According to a news release, their public coming-out party at the annual international Augmented World Expo in Santa Clara, California, attracted reps to their booth from the likes of Amazon Studios, Disney, Facebook and its VR company (Oculus VR), as well as Sony, Panasonic, Apple, Samsung, Microsoft, Dassault Systems, Intel and even Toyota.

They are planning a trip to a similar expo in China later this month, and have been invited back to San Diego later this year as conference speakers.

They hope to license their software to a major firm and are also open to investors. The VR/AR/MR market alone is projected by Digi Capital to grow to $108 billion by 2021.

Corey, a former Army UAV pilot (Unmanned Aerial Vehicle) who served in Kosovo, Macedonia and other locations, is something of a Renaissance man -- he has created many paintings and other works of physical art and works on cars and home remodeling. He’s also a theoretical physicist and engineer whose conceptual prototypes for innovative computer processors, artificial muscles, propulsion and suspension systems and robotics resulted in leading a confidential think-tank for Microsoft for five years.

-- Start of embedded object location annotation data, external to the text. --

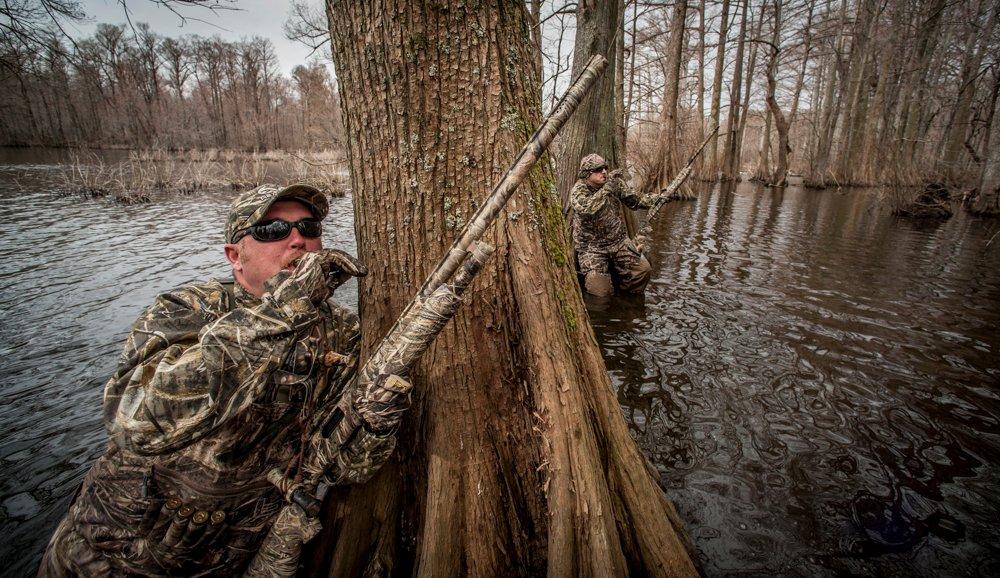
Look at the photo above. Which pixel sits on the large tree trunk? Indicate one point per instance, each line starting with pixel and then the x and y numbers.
pixel 594 128
pixel 737 160
pixel 515 458
pixel 832 100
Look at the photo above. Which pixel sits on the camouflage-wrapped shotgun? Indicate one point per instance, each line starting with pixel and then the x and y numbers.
pixel 424 317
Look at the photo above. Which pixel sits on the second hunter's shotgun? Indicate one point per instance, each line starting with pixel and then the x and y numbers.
pixel 414 331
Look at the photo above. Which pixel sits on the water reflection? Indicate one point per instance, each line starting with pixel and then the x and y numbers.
pixel 74 274
pixel 816 382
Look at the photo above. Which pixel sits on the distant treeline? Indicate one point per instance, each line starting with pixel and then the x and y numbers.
pixel 840 91
pixel 128 87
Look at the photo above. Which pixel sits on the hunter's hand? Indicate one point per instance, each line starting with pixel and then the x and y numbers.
pixel 340 267
pixel 306 281
pixel 382 403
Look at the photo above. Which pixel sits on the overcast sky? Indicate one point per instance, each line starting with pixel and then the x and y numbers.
pixel 263 18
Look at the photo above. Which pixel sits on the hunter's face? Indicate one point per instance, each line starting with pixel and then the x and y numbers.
pixel 598 177
pixel 254 262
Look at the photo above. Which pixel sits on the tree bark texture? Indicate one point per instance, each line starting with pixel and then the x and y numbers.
pixel 780 122
pixel 593 129
pixel 514 459
pixel 666 163
pixel 720 61
pixel 730 170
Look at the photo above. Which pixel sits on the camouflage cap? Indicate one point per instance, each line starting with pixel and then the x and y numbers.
pixel 250 207
pixel 590 163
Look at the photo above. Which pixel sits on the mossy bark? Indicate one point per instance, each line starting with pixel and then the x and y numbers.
pixel 515 458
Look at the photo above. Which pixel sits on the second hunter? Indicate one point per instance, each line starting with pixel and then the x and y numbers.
pixel 600 238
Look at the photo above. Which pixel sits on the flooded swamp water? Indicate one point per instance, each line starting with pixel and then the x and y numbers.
pixel 817 382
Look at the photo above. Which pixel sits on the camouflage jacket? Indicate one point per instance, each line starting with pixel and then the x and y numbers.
pixel 597 221
pixel 213 389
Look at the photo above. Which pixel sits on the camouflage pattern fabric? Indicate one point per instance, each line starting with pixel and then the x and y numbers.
pixel 214 388
pixel 601 238
pixel 251 206
pixel 279 554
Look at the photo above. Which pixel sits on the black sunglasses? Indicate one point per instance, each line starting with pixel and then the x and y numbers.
pixel 277 229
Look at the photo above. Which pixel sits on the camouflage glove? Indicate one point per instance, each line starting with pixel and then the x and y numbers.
pixel 340 267
pixel 618 174
pixel 314 277
pixel 358 436
pixel 306 281
pixel 382 402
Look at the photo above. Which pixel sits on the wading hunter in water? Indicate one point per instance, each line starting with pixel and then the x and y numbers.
pixel 216 386
pixel 603 247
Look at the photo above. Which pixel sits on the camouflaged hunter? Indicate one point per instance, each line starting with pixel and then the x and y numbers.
pixel 215 387
pixel 600 238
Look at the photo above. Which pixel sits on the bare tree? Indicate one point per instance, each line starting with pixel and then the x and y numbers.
pixel 515 459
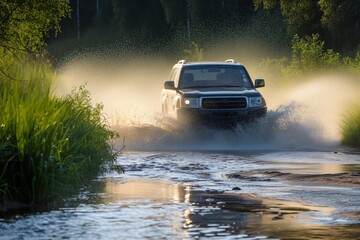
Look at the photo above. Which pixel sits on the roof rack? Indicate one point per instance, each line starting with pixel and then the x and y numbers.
pixel 230 61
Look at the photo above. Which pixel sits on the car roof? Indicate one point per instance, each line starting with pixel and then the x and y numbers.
pixel 227 63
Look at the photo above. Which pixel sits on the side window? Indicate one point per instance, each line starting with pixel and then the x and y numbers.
pixel 172 75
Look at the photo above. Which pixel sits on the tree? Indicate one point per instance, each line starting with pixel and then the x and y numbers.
pixel 342 19
pixel 139 16
pixel 23 26
pixel 302 16
pixel 337 21
pixel 25 23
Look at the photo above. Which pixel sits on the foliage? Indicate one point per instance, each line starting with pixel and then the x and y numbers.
pixel 337 20
pixel 194 53
pixel 23 26
pixel 49 146
pixel 350 128
pixel 310 56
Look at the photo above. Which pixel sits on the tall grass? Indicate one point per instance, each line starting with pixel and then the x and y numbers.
pixel 350 128
pixel 49 146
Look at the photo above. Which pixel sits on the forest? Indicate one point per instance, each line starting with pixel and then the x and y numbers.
pixel 161 23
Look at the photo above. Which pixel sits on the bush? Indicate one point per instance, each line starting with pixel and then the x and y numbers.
pixel 48 145
pixel 350 128
pixel 309 56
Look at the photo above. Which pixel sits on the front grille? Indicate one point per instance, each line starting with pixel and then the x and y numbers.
pixel 224 103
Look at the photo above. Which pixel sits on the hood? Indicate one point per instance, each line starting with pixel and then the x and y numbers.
pixel 219 91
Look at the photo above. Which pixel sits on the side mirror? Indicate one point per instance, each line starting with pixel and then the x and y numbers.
pixel 169 84
pixel 259 83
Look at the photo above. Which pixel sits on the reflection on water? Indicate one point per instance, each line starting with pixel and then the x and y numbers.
pixel 135 208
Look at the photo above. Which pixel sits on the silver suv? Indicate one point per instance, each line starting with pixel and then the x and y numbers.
pixel 212 92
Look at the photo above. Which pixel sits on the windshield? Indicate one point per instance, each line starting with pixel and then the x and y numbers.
pixel 214 76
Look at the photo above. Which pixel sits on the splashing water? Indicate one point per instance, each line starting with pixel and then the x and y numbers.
pixel 302 115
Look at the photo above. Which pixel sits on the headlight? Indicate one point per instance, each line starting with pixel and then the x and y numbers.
pixel 256 102
pixel 190 102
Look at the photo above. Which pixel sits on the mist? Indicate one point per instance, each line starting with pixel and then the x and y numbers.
pixel 302 114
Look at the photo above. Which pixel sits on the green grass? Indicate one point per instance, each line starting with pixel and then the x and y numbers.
pixel 49 146
pixel 350 128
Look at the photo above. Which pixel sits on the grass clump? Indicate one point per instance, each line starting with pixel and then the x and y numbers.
pixel 49 146
pixel 350 128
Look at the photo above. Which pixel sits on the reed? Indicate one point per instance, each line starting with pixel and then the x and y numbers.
pixel 350 128
pixel 49 146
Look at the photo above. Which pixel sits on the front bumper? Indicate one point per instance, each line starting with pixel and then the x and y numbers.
pixel 220 117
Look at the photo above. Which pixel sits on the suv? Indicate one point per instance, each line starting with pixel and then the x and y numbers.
pixel 212 92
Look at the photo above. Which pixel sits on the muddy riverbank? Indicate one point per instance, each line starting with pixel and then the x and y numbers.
pixel 217 194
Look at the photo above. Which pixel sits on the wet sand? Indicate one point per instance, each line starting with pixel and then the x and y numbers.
pixel 336 180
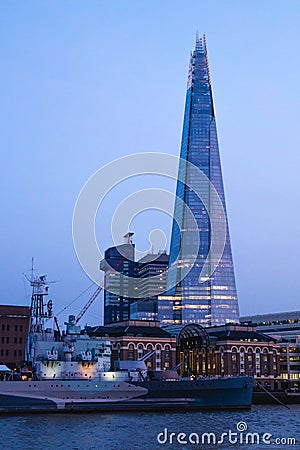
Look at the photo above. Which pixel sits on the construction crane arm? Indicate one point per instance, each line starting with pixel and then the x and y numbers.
pixel 88 304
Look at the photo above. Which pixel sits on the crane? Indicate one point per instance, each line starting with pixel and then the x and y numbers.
pixel 91 300
pixel 89 303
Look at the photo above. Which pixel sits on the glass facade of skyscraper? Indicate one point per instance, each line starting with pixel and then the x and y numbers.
pixel 212 300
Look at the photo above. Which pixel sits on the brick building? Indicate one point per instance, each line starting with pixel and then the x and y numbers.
pixel 135 338
pixel 14 326
pixel 227 350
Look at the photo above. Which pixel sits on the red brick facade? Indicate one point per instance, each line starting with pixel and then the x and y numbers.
pixel 14 325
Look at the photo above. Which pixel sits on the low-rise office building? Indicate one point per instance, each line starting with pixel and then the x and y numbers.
pixel 133 339
pixel 285 328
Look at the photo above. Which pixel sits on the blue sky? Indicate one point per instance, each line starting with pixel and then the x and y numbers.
pixel 84 83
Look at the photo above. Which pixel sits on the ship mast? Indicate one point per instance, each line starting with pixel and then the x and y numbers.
pixel 40 309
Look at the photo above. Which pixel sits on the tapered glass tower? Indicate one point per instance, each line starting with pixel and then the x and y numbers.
pixel 211 300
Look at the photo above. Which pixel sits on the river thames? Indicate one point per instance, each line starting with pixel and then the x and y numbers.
pixel 262 427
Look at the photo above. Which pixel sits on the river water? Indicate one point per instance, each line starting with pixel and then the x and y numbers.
pixel 267 427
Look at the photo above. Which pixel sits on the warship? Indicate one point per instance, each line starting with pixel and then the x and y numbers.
pixel 71 372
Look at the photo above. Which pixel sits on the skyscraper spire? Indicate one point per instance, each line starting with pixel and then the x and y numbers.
pixel 212 300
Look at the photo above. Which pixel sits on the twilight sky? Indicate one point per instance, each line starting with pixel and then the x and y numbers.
pixel 84 83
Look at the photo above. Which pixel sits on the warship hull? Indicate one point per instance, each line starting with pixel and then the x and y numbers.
pixel 96 396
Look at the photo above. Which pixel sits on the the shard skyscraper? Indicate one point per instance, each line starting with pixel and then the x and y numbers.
pixel 212 300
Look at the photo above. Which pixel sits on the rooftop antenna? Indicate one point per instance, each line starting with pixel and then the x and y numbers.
pixel 40 307
pixel 128 237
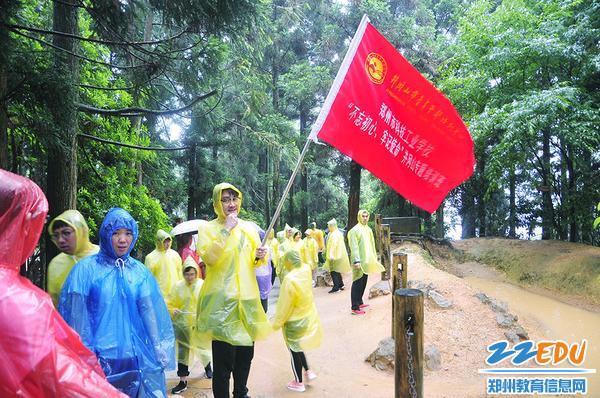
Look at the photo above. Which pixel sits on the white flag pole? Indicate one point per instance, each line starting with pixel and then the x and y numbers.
pixel 333 91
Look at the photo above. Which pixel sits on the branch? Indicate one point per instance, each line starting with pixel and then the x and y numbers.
pixel 75 55
pixel 91 39
pixel 140 111
pixel 144 148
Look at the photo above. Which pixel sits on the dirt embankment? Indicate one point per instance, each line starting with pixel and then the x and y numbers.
pixel 461 334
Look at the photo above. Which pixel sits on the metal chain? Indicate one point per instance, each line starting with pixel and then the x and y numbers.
pixel 411 376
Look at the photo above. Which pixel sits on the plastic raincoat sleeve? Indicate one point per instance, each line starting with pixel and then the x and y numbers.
pixel 285 304
pixel 157 322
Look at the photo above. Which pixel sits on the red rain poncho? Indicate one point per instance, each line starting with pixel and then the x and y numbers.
pixel 41 355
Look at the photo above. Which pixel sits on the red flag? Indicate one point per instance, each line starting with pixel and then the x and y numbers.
pixel 386 116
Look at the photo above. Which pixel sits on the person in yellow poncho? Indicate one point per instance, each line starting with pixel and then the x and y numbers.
pixel 230 313
pixel 309 250
pixel 70 234
pixel 273 245
pixel 319 237
pixel 164 263
pixel 294 242
pixel 364 260
pixel 183 303
pixel 336 255
pixel 297 314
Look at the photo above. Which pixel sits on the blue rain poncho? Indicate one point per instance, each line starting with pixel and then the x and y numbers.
pixel 116 306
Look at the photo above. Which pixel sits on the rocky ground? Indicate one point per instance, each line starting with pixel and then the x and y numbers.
pixel 460 333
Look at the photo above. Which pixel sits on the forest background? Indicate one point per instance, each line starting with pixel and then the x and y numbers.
pixel 92 92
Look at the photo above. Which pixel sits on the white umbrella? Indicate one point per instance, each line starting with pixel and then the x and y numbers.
pixel 186 227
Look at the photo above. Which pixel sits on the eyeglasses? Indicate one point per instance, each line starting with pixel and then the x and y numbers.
pixel 65 234
pixel 230 199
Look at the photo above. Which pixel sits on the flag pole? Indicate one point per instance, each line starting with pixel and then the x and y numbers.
pixel 286 191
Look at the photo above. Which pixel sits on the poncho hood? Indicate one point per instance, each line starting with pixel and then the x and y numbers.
pixel 115 219
pixel 217 205
pixel 161 236
pixel 75 220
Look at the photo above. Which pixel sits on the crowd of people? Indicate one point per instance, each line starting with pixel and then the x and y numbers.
pixel 206 302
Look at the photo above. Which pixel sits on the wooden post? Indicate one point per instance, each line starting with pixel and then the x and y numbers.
pixel 398 281
pixel 386 259
pixel 409 343
pixel 403 269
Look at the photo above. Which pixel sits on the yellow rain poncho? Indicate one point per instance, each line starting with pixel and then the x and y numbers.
pixel 165 265
pixel 296 311
pixel 310 251
pixel 317 235
pixel 184 297
pixel 61 265
pixel 274 248
pixel 335 251
pixel 362 249
pixel 229 309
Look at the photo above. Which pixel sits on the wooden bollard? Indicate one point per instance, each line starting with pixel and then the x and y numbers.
pixel 408 310
pixel 386 259
pixel 398 281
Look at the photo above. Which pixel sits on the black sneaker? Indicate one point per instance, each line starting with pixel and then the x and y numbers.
pixel 179 388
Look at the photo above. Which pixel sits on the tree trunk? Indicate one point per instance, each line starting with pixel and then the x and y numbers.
pixel 192 176
pixel 467 212
pixel 353 195
pixel 61 183
pixel 512 210
pixel 547 209
pixel 571 189
pixel 3 118
pixel 481 204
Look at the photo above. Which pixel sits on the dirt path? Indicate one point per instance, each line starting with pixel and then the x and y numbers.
pixel 461 333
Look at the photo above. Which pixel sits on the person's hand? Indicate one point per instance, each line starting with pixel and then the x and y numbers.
pixel 230 222
pixel 261 252
pixel 162 358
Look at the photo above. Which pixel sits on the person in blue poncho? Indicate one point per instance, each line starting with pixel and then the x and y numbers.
pixel 114 303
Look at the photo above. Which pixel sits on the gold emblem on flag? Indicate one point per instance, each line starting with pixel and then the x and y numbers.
pixel 376 68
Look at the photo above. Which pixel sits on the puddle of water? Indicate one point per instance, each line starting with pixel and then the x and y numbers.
pixel 556 320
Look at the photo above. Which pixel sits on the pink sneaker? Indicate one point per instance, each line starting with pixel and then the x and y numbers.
pixel 296 386
pixel 309 375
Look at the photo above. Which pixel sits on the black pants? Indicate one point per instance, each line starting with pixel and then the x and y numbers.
pixel 265 304
pixel 182 370
pixel 298 363
pixel 229 359
pixel 336 278
pixel 357 291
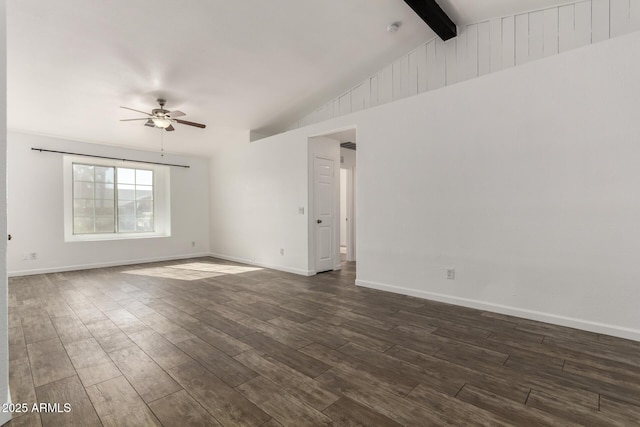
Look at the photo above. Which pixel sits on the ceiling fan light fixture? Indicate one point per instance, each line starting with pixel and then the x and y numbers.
pixel 161 123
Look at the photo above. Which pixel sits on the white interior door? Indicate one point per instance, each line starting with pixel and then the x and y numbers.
pixel 324 213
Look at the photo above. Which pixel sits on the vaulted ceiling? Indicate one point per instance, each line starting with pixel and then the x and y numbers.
pixel 234 65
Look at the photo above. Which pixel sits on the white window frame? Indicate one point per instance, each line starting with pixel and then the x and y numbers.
pixel 162 200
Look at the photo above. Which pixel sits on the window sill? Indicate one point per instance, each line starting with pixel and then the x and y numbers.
pixel 107 237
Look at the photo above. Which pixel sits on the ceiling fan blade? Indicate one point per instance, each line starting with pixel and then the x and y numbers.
pixel 137 111
pixel 184 122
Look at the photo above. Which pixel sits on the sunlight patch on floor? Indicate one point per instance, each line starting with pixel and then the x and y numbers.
pixel 192 270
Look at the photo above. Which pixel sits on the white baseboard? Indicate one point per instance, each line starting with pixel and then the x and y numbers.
pixel 587 325
pixel 45 270
pixel 265 265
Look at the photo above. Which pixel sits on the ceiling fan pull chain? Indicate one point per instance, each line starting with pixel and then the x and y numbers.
pixel 161 142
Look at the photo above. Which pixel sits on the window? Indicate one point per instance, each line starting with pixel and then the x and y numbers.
pixel 101 194
pixel 107 201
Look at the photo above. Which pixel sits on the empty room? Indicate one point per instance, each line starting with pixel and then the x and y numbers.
pixel 291 213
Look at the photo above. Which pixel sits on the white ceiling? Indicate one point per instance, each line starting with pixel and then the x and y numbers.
pixel 234 65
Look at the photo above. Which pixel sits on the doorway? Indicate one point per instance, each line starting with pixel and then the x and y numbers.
pixel 331 201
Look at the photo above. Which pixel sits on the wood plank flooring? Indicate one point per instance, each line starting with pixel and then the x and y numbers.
pixel 206 342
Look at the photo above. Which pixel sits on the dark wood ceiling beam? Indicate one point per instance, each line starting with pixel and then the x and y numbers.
pixel 434 16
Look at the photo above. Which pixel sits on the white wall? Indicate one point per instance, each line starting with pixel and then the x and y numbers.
pixel 524 181
pixel 36 209
pixel 4 301
pixel 257 190
pixel 485 47
pixel 343 207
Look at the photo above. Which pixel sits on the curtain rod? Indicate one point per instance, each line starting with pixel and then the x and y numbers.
pixel 110 158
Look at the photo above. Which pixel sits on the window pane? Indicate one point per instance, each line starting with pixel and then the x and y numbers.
pixel 144 177
pixel 144 207
pixel 82 173
pixel 104 174
pixel 144 223
pixel 105 208
pixel 144 192
pixel 126 192
pixel 126 176
pixel 83 190
pixel 104 191
pixel 82 225
pixel 83 207
pixel 126 224
pixel 105 224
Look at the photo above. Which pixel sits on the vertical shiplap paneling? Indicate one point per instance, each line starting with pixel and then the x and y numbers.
pixel 373 88
pixel 619 23
pixel 599 20
pixel 322 114
pixel 495 37
pixel 441 63
pixel 432 66
pixel 404 76
pixel 634 15
pixel 357 98
pixel 522 38
pixel 582 24
pixel 385 85
pixel 396 90
pixel 366 93
pixel 566 29
pixel 472 51
pixel 550 31
pixel 462 57
pixel 413 73
pixel 484 48
pixel 345 104
pixel 536 35
pixel 508 42
pixel 451 61
pixel 423 77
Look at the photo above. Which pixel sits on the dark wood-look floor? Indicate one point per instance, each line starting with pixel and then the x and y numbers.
pixel 209 342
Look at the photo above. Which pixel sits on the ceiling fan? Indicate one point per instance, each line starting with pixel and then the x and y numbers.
pixel 163 119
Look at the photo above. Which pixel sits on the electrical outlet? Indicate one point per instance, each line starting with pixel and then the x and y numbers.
pixel 451 273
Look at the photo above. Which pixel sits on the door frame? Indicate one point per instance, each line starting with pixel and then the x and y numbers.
pixel 351 213
pixel 319 146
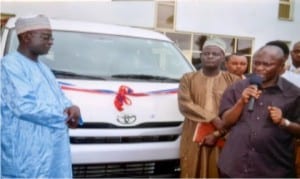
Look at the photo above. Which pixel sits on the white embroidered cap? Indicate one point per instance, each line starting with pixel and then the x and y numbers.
pixel 215 42
pixel 29 23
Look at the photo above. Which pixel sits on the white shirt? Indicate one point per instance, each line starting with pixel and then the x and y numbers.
pixel 292 77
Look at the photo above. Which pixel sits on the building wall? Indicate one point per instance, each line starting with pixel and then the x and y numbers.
pixel 250 18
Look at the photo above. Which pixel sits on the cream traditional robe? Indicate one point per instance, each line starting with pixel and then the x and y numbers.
pixel 199 99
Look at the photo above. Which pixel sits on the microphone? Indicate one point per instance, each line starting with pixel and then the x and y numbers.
pixel 257 81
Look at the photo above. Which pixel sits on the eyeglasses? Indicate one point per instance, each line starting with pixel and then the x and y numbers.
pixel 44 36
pixel 214 54
pixel 296 51
pixel 265 64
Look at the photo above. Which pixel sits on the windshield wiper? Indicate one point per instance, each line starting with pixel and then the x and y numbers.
pixel 75 75
pixel 145 77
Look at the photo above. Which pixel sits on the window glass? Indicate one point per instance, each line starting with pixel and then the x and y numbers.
pixel 198 42
pixel 244 46
pixel 183 41
pixel 165 14
pixel 99 55
pixel 230 42
pixel 285 9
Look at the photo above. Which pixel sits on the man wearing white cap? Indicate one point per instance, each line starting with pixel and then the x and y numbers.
pixel 199 98
pixel 35 113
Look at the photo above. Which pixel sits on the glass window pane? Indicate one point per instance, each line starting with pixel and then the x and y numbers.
pixel 284 11
pixel 229 44
pixel 183 41
pixel 285 1
pixel 165 15
pixel 244 46
pixel 198 42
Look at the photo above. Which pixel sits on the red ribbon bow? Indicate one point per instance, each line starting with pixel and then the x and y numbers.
pixel 121 97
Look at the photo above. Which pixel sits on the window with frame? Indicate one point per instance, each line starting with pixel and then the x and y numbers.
pixel 165 14
pixel 285 9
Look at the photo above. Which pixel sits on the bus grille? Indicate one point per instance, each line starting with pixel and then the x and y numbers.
pixel 121 139
pixel 159 169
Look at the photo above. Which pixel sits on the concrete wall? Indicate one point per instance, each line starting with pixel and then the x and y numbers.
pixel 249 18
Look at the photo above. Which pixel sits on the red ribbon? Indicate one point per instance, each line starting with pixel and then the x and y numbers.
pixel 121 97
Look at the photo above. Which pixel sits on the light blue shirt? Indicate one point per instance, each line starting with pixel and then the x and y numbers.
pixel 292 77
pixel 34 136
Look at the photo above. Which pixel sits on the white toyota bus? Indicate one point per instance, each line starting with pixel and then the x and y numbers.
pixel 125 81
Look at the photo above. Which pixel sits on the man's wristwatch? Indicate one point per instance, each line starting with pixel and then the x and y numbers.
pixel 285 123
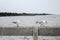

“Corey has done a lot of things,” Michelle said. “He is one of those people that learns really quickly and puts things together in a way that is really special. All of that, and his different interest, led him to the Microsoft think tank.”

The ViewVerge technology is a fully-automated process that takes a more natural and biological approach to create elements inherent in human 3-D vision.

The VR-360 headset immersion experience offers the biggest and most realistic impact when that world – live-action or computer-generated – is in full parallax stereo 3-D, delivering the deepest depth and separation.